I was asked by Legalwise Seminars if I could present the paper for them at their Contract Law Masterclass at 7.30 tomorrow morning. That was rather too early for me; I’m doing it instead at the slightly later time of 8.50 at the Stamford Plaza in Adelaide.
My paper has the rather odd title Rap Your Way to the New Beat: A New Approach to Contract Drafting. It has nothing to do with rap music at all, of course. Instead, it is an acrostic for review boards, adjudication and preaction protocol.

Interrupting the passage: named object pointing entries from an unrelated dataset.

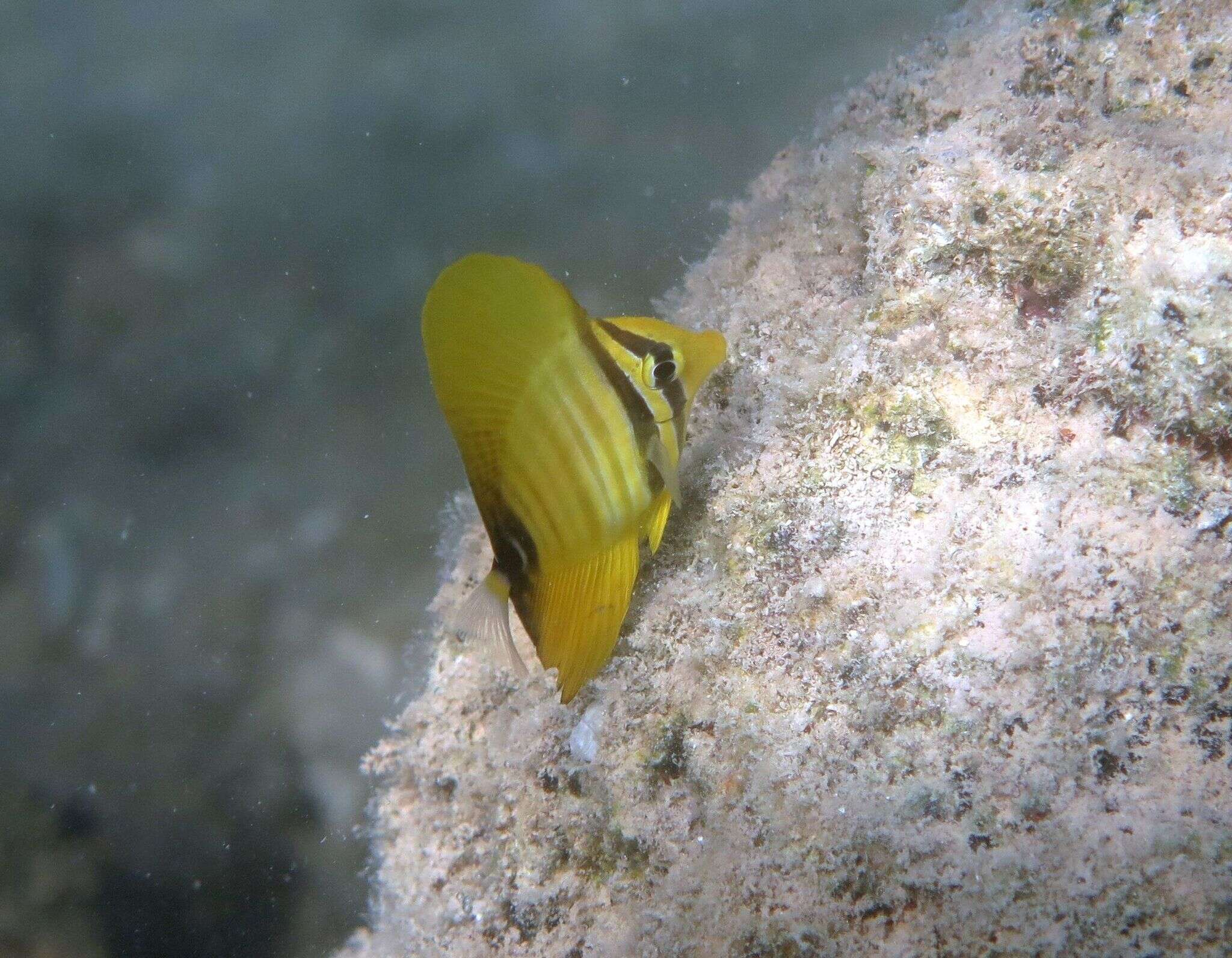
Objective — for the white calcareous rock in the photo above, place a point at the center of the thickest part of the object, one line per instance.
(937, 658)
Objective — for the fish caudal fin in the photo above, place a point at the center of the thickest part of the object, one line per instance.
(574, 612)
(484, 617)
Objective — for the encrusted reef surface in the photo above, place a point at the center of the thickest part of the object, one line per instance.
(937, 658)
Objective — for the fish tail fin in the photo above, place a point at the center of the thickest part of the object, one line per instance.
(574, 612)
(484, 616)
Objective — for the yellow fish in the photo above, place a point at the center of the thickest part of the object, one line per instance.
(571, 431)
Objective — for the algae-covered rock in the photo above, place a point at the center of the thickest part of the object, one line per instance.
(937, 658)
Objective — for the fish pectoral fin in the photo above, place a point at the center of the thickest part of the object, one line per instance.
(484, 617)
(657, 519)
(574, 612)
(657, 456)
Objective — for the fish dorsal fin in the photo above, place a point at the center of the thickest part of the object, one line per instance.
(487, 323)
(657, 519)
(574, 612)
(658, 457)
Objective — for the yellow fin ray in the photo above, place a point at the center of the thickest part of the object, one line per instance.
(487, 324)
(574, 612)
(657, 519)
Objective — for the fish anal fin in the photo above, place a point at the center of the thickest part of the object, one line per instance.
(484, 617)
(657, 519)
(488, 322)
(574, 612)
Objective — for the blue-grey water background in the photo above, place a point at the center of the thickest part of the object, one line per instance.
(221, 466)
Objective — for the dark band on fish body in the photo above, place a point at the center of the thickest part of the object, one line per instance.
(514, 548)
(639, 413)
(641, 345)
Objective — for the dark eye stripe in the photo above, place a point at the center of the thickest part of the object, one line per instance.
(636, 407)
(639, 345)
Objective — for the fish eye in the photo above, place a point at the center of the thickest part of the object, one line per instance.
(664, 372)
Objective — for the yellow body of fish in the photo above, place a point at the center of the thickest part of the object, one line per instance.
(571, 431)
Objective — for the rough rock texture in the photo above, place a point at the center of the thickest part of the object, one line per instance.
(938, 655)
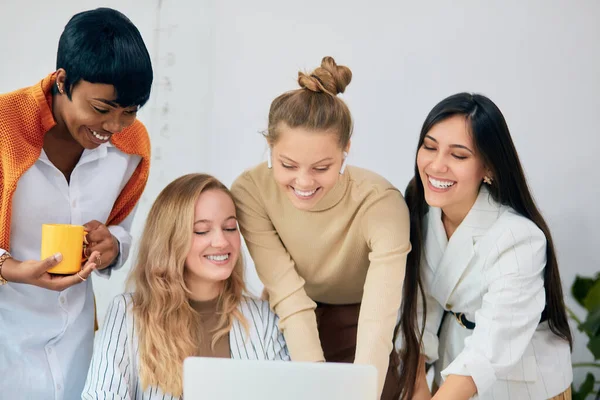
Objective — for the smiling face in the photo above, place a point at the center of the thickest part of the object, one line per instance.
(215, 243)
(306, 164)
(92, 116)
(449, 166)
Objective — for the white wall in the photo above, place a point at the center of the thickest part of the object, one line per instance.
(218, 65)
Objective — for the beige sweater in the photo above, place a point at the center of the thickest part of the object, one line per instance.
(350, 248)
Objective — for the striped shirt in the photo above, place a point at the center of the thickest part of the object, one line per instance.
(113, 373)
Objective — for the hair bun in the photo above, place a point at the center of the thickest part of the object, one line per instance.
(328, 78)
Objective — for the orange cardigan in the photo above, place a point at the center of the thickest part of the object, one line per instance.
(25, 117)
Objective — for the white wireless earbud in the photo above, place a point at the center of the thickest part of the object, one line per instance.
(269, 162)
(344, 163)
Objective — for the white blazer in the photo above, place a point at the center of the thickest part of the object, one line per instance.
(113, 373)
(491, 270)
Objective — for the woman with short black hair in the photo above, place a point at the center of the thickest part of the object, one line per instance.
(72, 152)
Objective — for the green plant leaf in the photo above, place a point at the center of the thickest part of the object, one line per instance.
(592, 299)
(581, 287)
(585, 389)
(591, 325)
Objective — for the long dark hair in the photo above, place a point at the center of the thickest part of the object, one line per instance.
(493, 142)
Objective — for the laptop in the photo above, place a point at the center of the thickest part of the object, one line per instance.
(226, 379)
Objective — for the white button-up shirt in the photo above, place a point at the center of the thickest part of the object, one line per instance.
(46, 337)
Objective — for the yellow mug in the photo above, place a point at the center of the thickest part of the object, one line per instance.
(67, 240)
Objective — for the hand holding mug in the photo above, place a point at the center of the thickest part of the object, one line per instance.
(36, 273)
(100, 240)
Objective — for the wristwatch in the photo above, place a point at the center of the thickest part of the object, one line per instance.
(3, 258)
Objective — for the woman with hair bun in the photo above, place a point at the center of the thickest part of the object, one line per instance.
(329, 241)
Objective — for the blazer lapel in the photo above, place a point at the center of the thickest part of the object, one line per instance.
(460, 248)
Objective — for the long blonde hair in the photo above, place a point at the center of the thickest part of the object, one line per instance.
(167, 326)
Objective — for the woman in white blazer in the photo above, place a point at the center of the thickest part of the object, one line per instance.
(495, 321)
(188, 299)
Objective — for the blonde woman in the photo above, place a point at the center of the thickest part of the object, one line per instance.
(188, 301)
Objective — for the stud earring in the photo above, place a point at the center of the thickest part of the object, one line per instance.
(344, 163)
(269, 162)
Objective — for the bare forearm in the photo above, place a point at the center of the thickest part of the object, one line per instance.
(456, 387)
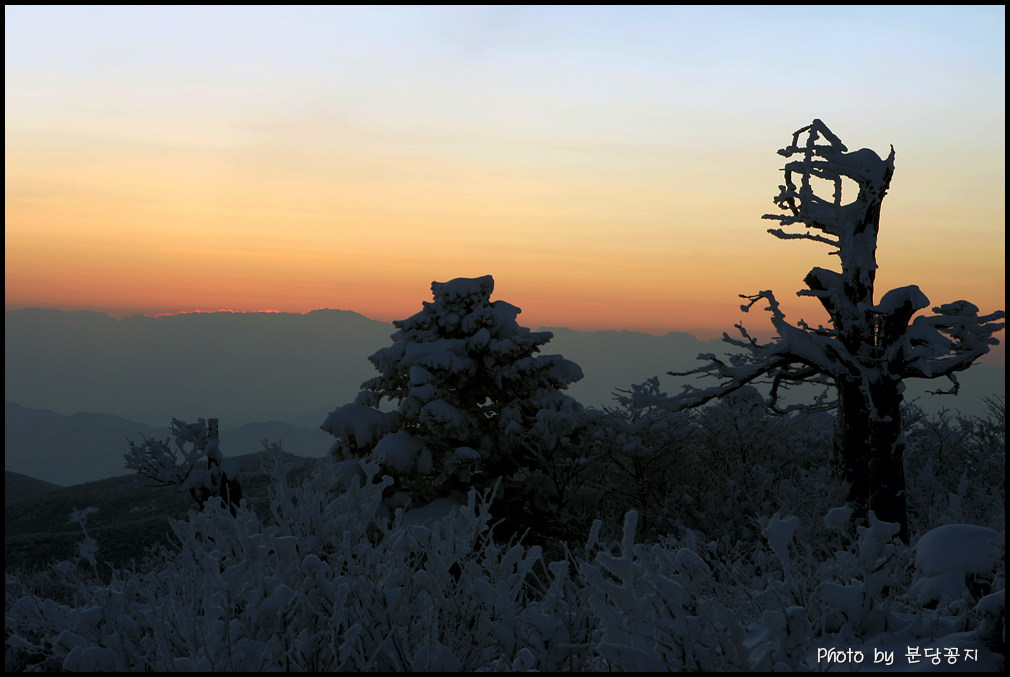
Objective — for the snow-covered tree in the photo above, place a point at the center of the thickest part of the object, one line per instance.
(475, 405)
(869, 348)
(184, 466)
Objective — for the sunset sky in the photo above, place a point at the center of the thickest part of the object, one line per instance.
(609, 167)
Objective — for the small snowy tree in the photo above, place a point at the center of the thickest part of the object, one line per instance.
(869, 349)
(475, 405)
(165, 466)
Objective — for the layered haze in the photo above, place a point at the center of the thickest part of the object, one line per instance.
(609, 166)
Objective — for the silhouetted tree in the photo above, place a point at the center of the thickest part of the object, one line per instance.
(183, 466)
(869, 349)
(476, 407)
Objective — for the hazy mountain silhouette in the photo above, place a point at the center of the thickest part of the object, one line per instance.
(17, 486)
(294, 368)
(89, 447)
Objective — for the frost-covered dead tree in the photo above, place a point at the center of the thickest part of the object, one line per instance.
(868, 349)
(183, 467)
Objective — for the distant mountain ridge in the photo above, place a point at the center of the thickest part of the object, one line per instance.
(294, 368)
(89, 447)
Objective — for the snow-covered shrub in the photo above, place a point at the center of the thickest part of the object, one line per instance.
(183, 467)
(715, 469)
(955, 467)
(476, 406)
(329, 583)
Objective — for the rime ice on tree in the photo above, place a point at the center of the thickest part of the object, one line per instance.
(475, 403)
(869, 349)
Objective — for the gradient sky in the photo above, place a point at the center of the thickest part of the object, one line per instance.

The general drift of my paper is that it is dumb for those who draft contracts to ignore any of these things. Review boards, or Dispute Avoidance Boards as they are often now known in Australia, are a hugely successful way of managing out the risk of disputes on large projects. Adjudication, and indeed the Security of Payment Legislation generally, drives a coach and horses through pretty much every construction contract, but there are useful things that can be done in the drafting to steer it somewhat. And whilst tiered dispute escalation clauses can be useful, the effect of the preaction protocol which now applies to construction litigation in South Australia is that it makes sense to ensure that the contractual regime fits in with the new statutory requirements.
These are considerations which might be easier to digest a little later in the day. But hopefully, the delegates will have had some breakfast and settled in.
Sooner or later, of course, these points will sink in, but I suspect we will see a fair few painfully-loaded bespoke contracts yet drafted by lawyers who have not the faintest idea what these issues are all about.